Rock star CISOs
The benefits of employee awareness have been discussed ad nauseam. Both research and experts agree that employee awareness and cyber-security posture are positively linked. However very little has been discussed on how the CISO benefits from raising employee awareness both personally and professionally.
Obviously, any manager wants to advance their career by performing well and displaying positive results. With CISOs and CSOs, it’s a bit more difficult. Metrics are difficult to create and gauge, their work is usually perceived as a mysterious necessary evil no one wants to get into and of course – it’s extremely difficult to prove positive ROI on any information security project. In this environment, it’s no surprise so many CISOs, CSOs and cyber security managers reduce their focus to technical issues and avoid the corporate management scene.
Enter Employee Awareness.
As aforementioned, employee awareness is an important part of a sound cyber security strategy, BUT also one that cyber security managers can harness to promote their own personal and professional brand in the company and outside. When working with CISOs and CSOs we, at Maya Security, see the importance of making those managers shine. Not only because we like them but because a popular and accepted CISO will lead cyber security better, more efficiently and have greater success in promoting cyber security projects with senior management and getting their support and funding.
Following are a few ways we achieve better status and positive visibility for CISOs and CSOs:
1. WOW employees
Sending out a recycled newsletter or showing stale videos that look like PBS shows got old. As human attention span keeps decreasing, catching employees’ attention takes some effort and experience but here are some quick wins:
Use video clips (buy or create them yourself) which are short, concise, humorous and relevant to your employees’ work or home.
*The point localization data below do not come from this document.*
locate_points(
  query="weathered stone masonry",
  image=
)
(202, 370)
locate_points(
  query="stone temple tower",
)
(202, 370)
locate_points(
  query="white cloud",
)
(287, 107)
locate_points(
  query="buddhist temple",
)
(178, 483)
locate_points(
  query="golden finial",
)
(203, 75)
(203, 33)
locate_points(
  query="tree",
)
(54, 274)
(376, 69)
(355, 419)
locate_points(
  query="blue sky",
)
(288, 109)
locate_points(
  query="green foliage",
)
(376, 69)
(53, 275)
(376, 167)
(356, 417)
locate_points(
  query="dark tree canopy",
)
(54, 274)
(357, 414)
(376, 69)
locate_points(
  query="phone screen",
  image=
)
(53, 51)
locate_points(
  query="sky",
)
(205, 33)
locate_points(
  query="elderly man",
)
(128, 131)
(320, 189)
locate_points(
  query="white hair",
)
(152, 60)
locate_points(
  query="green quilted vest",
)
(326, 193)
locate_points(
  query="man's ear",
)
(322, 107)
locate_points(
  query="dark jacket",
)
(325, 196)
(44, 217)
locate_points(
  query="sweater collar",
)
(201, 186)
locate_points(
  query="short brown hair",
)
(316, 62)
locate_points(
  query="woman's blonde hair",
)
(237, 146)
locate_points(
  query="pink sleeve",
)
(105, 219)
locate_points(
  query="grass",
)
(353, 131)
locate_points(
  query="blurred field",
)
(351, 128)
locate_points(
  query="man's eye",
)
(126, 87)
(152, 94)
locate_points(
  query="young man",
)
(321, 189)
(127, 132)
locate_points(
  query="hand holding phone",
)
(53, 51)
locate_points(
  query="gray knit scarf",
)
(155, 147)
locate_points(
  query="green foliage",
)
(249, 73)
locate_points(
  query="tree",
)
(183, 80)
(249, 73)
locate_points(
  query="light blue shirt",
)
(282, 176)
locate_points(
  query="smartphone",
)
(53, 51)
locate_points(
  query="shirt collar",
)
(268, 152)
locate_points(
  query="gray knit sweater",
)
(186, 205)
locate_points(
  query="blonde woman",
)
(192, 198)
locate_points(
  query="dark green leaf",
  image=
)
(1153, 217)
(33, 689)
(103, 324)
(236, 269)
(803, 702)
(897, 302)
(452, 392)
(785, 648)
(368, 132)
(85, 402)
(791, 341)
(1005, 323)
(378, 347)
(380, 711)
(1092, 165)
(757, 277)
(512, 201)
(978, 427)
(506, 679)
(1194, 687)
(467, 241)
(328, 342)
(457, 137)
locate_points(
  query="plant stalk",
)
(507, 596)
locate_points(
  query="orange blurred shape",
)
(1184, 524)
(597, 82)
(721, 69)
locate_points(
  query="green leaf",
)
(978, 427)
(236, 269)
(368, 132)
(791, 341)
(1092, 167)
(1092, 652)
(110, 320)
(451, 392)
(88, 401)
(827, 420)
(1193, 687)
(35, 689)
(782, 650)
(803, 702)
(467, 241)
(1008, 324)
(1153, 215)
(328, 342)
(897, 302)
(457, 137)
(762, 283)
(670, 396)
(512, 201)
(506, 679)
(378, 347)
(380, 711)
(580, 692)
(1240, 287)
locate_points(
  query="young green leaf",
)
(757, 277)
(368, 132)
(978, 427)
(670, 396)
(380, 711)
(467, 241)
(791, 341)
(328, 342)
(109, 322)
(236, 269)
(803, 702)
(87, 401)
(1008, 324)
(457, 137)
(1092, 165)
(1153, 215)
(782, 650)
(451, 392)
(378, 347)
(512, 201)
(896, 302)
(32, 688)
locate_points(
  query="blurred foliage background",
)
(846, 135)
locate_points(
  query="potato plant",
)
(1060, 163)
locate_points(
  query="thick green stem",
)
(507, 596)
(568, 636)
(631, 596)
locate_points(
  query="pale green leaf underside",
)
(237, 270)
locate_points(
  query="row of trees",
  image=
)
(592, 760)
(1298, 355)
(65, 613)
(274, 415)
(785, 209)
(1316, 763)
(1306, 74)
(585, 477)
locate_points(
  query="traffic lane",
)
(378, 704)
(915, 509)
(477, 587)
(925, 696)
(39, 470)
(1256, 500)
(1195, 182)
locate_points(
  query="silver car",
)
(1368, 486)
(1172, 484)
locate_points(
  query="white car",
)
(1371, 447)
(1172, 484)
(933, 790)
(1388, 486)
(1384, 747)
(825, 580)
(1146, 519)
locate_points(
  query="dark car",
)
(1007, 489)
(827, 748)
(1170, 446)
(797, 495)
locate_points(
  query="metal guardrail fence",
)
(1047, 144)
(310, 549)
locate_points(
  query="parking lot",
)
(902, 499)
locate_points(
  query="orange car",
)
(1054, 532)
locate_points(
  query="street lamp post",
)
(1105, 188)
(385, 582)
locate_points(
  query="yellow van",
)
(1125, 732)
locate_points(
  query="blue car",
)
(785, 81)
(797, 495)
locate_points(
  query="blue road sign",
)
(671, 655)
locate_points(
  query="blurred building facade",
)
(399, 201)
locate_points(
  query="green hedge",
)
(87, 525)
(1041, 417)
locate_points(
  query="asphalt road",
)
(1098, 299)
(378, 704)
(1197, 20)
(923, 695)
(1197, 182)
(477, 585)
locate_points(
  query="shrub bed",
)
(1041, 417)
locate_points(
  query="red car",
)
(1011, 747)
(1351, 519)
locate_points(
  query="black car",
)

Bring in expert lectures. It is said that a picture is worth a thousand word. If so, then a short presentation of a professional hacking a phone and using its camera and microphone without the user’s knowledge is worth a thousand days in awareness training…
Translate to Human. Understand that most employees don’t understand the jargon. Too much detail will lose your audience. Keep it Simple.
Train, don’t preach. Give your employees the tools they need to withstand a phishing or other cyber-attack. Point to red flags that are indicative of an attack. Describe exactly what steps the employee should take when suspecting an attack.
2. Campaign Awareness
Don’t limit yourself to the employee’s monitor. Put up posters signs, give out prizes and swag, have contests and prizes. Well, you get the idea…
Repeat campaigns and simulated attacks to achieve steady progress.
Campaigns should be rolled out every 12-18 months.
Phishing attacks should be spread out no more than 4-8 times a year.
3. Involve Management
Management involvement is important in any project but here it’s not only about support and budgeting but also about showing employees that awareness is important to management and is an organizational goal.
4. Simulate Attacks
Having gone through simulated attacks gives employees the knowledge and confidence to quickly identify an attack and resist falling for it.
Attack your employees via email, internet pages, phone messages and any other attack vector you can simulate. Every attack should be followed by constructive feedback (both for failure and success) and short training to better identify and block this kind of attack.
5. Measure Progress
Measure progress. Nothing displays success better than graphs and pie charts. Presenting hard evidence of success in well-designed reports and PowerPoint presentations shows that you’re on board with corporate leadership, that you can talk the talk as well as walk the walk.
Use short, fun quizzes to gauge success and track employee response to simulated attacks.
Measure individual and overall progress.
Constructively help low-performing employees.
Present hard data to senior management in a professional manner.
6. Celebrate Success
Publish campaign results
Emphasize on progress made
Offer additional material for interested employees
Circulate success data.
Thank employees for participating.
Transforming your position from the disgruntled professional to an outgoing, helpful and concerned manager takes work but it’s crucial if you’re serious about your company’s cyber security and your career.